Advertisement
X

Five-Year-Old Boy Detained By ICE Returns To Minnesota After judge Orders Release

Child and father reunited with family after weeks in Texas detention facility

In this photo released by U.S. Rep. Joaquin Castro, D-TX, Adrian Conejo Arias and his son, five-year-old Liam Conejo Ramos are seen in San Antonio, Texas, Saturday, Jan. 31, 2026, after being released from Dilley detention center. (Joaquin Castro via AP)

A five-year-old boy detained by U.S. immigration authorities during a raid in Minnesota has returned home with his father after a federal judge ordered their release, according to Associated Press.

Liam Conejo Ramos and his father, Adrian Conejo Arias, arrived back in a Minneapolis suburb on Sunday after being held for weeks at a detention facility in Dilley, Texas. U.S. Representative Joaquin Castro, a Texas Democrat, said he collected them from the facility late on Saturday and accompanied them back to Minnesota, AP reported.

“Liam is now home. With his hat and his backpack,” Castro said in a social media post. “We won’t stop until all children and families are home.”

The case drew national attention after a photograph circulated last month showing Liam wearing a blue bunny hat outside his home as federal agents stood nearby. The Columbia Heights Public School District said the child was one of four students detained by immigration officers in a Minneapolis suburb, according to Associated Press.

Liam and his father, who are from Ecuador, had entered the United States legally as asylum applicants. On Saturday, U.S. District Judge Fred Biery ordered their release, criticising the circumstances of their detention.
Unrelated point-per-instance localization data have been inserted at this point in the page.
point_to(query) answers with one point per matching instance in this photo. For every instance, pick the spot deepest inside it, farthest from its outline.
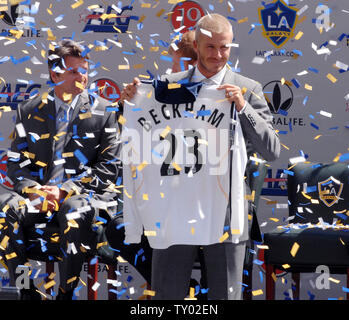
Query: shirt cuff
(243, 108)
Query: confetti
(294, 249)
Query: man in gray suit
(171, 267)
(63, 165)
The case had its genesis in “the ill-conceived and incompetently-implemented government pursuit of daily deportation quotas, apparently even if it requires traumatizing children,” Biery wrote in his ruling, AP reported.

Biery, who was appointed by former President Bill Clinton, said the Constitution requires that arrest warrants be issued by a judge who has found probable cause of a crime. He described the use of immigration “administrative warrants” issued internally by enforcement officials as “the fox guarding the henhouse.”

The detentions have prompted renewed calls from Democrats for changes to immigration enforcement practices following large-scale operations in Minnesota and other states. Those demands intensified after two deadly shootings of U.S. citizens in Minneapolis involving ICE agents. Proposals from Democratic lawmakers include mandatory body cameras, an end to roving patrols and a ban on the use of face masks, according to Associated Press.

Debate over immigration enforcement has also complicated negotiations over funding for the Department of Homeland Security, which remains stalled in Congress. “We’ll be talking about that in the near future,” President Donald Trump told reporters on Sunday at his Mar-a-Lago club in Palm Beach, Florida.

Advertisement

Some Republican mayors have also signalled support for reforms. Oklahoma City Mayor David Holt said the administration appeared to be reconsidering its approach. “We’re generally encouraged that the administration seems to be exploring that pivot,” Holt told CBS’s Face the Nation.

Holt said mayors were “caught in a little bit of an impossible situation” by the presence of federal immigration agents in cities, warning that events in Minneapolis could undermine trust built between authorities and residents over time. He spoke a day after Trump ordered DHS to avoid dealing with protesters unless federal property is threatened or local officials request assistance.